Usai rapat tersebut dilanjutkan dengan penyerahan zakat profesi dengan jumlah Rp49.994.720 ke Badan Amil Zakat Nasional (Baznas). Jumlah tersebut dari 21 Anggota DPRD Mateng yang dikumpulkan selama lima bulan terakhir.

Penyerahan secara simbolis ini dilakukan oleh Ketua DPRD Mateng Arsal Aras didampingi Wakil Ketua II DPRD Mateng Hasanuddin Sailon dan diterima oleh Ketua Baznas Mateng Hamzah. Selanjutnya Arsal Aras menyerahkan zakat mal pribadinya yang diterima pihak Baznas Mateng.

“Jumlah zakat profesi sebanyak Rp49.450.000 ini berasal dari 21 anggota dewan Mateng yang dikumpulkan selama 5 bulan terakhir ini. Saya mempercayakan zakat ini ke Baznas,” kata Arsal Aras.

Menurut Arsal Aras, Baznas ini sudah banyak capaian yang telah dilakukan, seperti membantu bangun rumah bagi yang betul-betul tidak mampu. Selain itu, sebutnya, Baznas juga telah membantu dalam pendidikan, kesehatan seperti contoh membantu dalam melakukan rujukan ke rumah sakit, dan mereka betul-betul langsung menyentuh bagi orang-orang yang tidak mampu.

Arsal menghimbau kepada pemerintah serta masyarakat agar berzakat ke Baznas. “Melalui kesempatan ini kami DPRD dan pemerintah serta masyarakat di Kabupaten Mateng menghimbau agar kita bersama-sama berzakat ke Baznas,” pesan Arsal.

Menurutnya, pemerintah adalah mitra kerja Baznas yang dapat dipercaya serta diandalkan, dimana program-program Baznas sampai saat ini terlihat. Contohnya, melalui Baznas sudah banyak capaiian yang dilakukan, seperti membangun rumah bagi yang kurang mampu, baik itu pendidikan, kesehatan, membantu meringankan beban berobat ke rumah sakit bagi yang kurang mampu. Di Baznas ini mereka sudah jalankan. Di samping itu daerah-daerah yang tidak dapat dijangkau pemerintah, Baznas sudah bisa masuk ke situ.

“Mariki’ bersama-sama berzakat ke Baznas karena BAZ inilah memang layak kita percaya untuk mendistribusikan zakat kita untuk disalurkan kepada masyarakat yang memang betul-betul layak menerima,” sebut Arsal.

Ke depan, lanjut Arsal, di Mateng ini kita berharap melalui Baznas ini angka kemiskinan, angka masyarakat tidak mandiri bisa ditingkatkan dengan sentuhan-sentuhan pemerintah dan Baznas yang turun ke daerah-daerah.

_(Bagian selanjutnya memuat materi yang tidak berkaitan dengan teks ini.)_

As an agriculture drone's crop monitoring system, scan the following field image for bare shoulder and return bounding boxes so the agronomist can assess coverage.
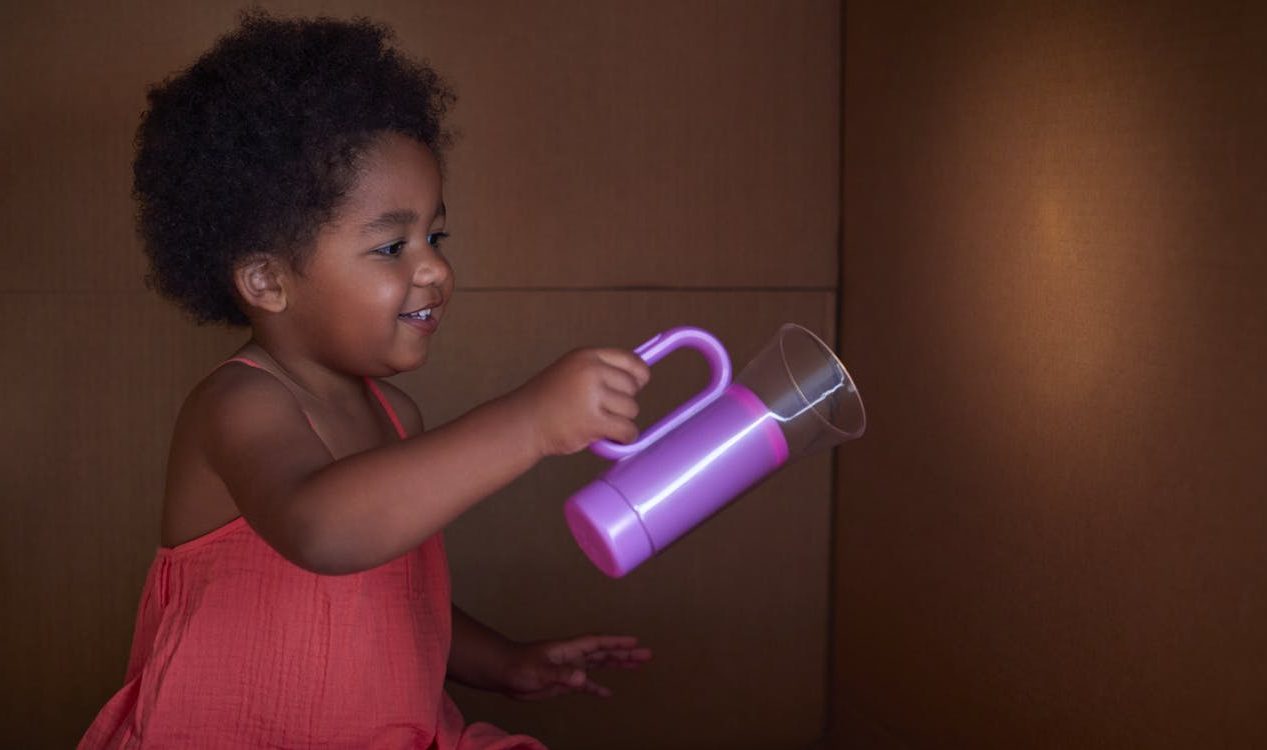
[181,362,305,437]
[374,379,423,437]
[162,364,331,546]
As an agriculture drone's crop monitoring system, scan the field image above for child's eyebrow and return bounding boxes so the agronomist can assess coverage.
[361,201,446,234]
[361,208,418,234]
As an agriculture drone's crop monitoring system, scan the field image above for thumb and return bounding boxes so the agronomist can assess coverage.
[554,666,585,688]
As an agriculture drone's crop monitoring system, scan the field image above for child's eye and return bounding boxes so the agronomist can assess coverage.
[374,239,405,257]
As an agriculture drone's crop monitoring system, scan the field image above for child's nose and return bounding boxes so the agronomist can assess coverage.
[413,251,452,286]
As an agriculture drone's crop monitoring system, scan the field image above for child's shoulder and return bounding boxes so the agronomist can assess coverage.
[180,360,307,445]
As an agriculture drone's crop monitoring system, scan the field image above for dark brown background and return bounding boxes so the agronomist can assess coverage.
[0,0,1267,749]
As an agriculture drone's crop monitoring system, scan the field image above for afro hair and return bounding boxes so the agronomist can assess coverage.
[133,10,454,326]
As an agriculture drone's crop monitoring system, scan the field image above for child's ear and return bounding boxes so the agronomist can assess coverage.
[233,255,288,313]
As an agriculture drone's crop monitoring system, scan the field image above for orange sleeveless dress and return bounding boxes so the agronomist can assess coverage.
[80,362,544,750]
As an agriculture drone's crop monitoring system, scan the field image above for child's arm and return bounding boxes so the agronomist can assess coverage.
[197,350,650,574]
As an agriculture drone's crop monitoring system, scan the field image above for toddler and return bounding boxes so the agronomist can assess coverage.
[81,13,650,749]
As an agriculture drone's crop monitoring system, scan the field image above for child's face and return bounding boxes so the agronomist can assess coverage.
[289,133,454,376]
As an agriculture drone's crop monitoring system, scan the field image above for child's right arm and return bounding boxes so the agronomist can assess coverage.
[200,350,650,574]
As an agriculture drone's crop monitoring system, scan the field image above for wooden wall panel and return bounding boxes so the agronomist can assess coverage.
[0,0,840,290]
[832,1,1267,747]
[0,0,840,747]
[0,291,243,747]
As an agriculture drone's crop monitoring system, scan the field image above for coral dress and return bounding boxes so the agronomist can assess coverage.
[80,362,544,750]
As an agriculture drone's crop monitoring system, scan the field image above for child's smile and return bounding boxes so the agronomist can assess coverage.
[294,133,454,376]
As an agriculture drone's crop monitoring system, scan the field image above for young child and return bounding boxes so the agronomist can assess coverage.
[81,13,650,749]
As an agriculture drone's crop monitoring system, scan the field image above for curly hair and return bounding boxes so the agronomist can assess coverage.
[133,10,455,326]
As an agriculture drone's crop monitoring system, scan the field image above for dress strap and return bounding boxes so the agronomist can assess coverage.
[365,378,409,440]
[215,357,311,438]
[220,357,264,370]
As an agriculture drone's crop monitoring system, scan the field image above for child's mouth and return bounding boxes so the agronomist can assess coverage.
[399,308,431,321]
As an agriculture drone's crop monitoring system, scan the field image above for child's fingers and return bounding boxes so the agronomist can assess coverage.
[582,679,612,698]
[595,348,651,388]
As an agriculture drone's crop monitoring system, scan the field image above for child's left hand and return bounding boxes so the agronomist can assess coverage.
[502,636,651,701]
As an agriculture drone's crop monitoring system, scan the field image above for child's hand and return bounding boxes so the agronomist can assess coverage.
[516,348,651,456]
[503,636,651,701]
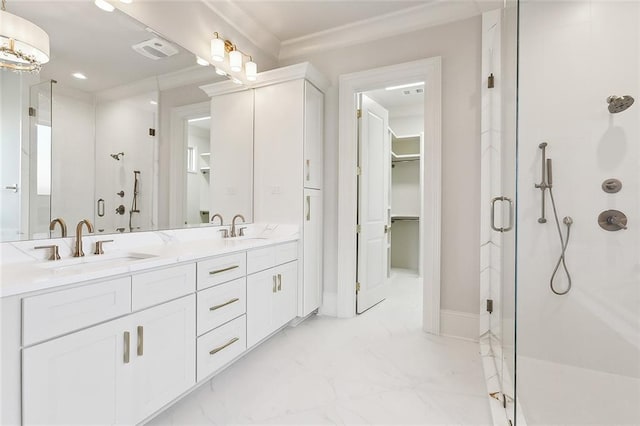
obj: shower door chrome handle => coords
[491,197,513,232]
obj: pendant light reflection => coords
[211,32,258,83]
[0,1,49,73]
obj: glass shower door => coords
[28,80,55,238]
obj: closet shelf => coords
[391,215,420,222]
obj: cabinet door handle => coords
[209,337,240,355]
[209,297,240,311]
[138,325,144,356]
[123,331,131,364]
[209,265,240,275]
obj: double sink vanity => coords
[0,224,301,424]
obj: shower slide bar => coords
[535,142,551,223]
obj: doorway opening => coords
[356,85,424,314]
[336,57,441,334]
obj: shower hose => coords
[549,188,573,296]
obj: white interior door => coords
[356,95,390,313]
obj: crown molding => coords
[279,0,481,60]
[200,62,330,97]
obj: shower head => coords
[607,95,634,114]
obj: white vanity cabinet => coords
[247,261,298,347]
[202,63,329,317]
[254,79,324,317]
[22,295,195,425]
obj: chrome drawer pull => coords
[209,337,240,355]
[209,297,240,311]
[209,265,240,275]
[123,331,130,364]
[138,325,144,356]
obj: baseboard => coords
[318,292,338,317]
[440,309,480,342]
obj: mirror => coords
[0,1,253,241]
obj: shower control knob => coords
[598,210,627,231]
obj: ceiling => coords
[7,1,215,93]
[235,0,431,41]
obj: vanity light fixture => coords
[93,0,115,12]
[0,0,49,73]
[384,81,424,90]
[211,32,258,83]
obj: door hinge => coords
[487,299,493,314]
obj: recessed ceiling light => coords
[187,116,211,123]
[384,81,424,90]
[93,0,115,12]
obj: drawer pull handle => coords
[209,337,240,355]
[209,265,240,275]
[138,325,144,356]
[209,297,240,311]
[123,331,131,364]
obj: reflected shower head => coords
[607,95,634,114]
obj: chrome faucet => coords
[49,217,67,238]
[229,214,245,237]
[73,219,93,257]
[211,213,224,226]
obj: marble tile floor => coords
[148,271,492,425]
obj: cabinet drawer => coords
[247,247,276,274]
[274,241,298,266]
[198,253,247,290]
[198,277,247,336]
[131,264,196,311]
[22,277,131,346]
[247,241,298,274]
[196,315,247,381]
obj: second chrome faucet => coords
[73,219,93,257]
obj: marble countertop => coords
[0,224,299,297]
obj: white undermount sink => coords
[40,252,156,272]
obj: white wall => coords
[281,16,481,313]
[51,84,95,231]
[517,1,640,378]
[158,82,210,229]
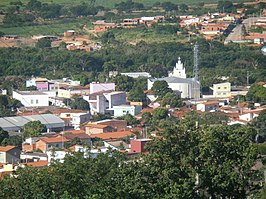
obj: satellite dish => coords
[261,46,266,55]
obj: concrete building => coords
[57,85,90,99]
[148,58,200,99]
[94,119,127,131]
[0,114,65,132]
[197,101,219,112]
[85,123,114,135]
[239,113,259,122]
[83,91,126,114]
[0,146,21,164]
[71,113,91,129]
[90,82,115,94]
[168,57,187,78]
[13,91,49,107]
[130,138,152,153]
[211,82,231,98]
[113,105,142,117]
[36,136,70,153]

Ketua Baznas Hamzah menyampaikan, Baznas yang ada di Mateng ini adalah Baznas yang pertama yang ada di Provinsi Sulawesi Barat (Sulbar) yang sudah menerapkan sistem informasi managemen Badan Amil Zakat (SIMBAS), serta menggunakan aplikasi sistem online yang langsung terkoneksi dengan Baznas pusat.

“Pengelolaan zakat yang dikumpulkan dari masyarakat dikelola secara amanah, profesional serta transparan,” ujar Hamzah.

Kegiatan tersebut berlangsung di Gedung DPRD Kabupaten Mamuju Tengah, Rabu 22 Mei 2019.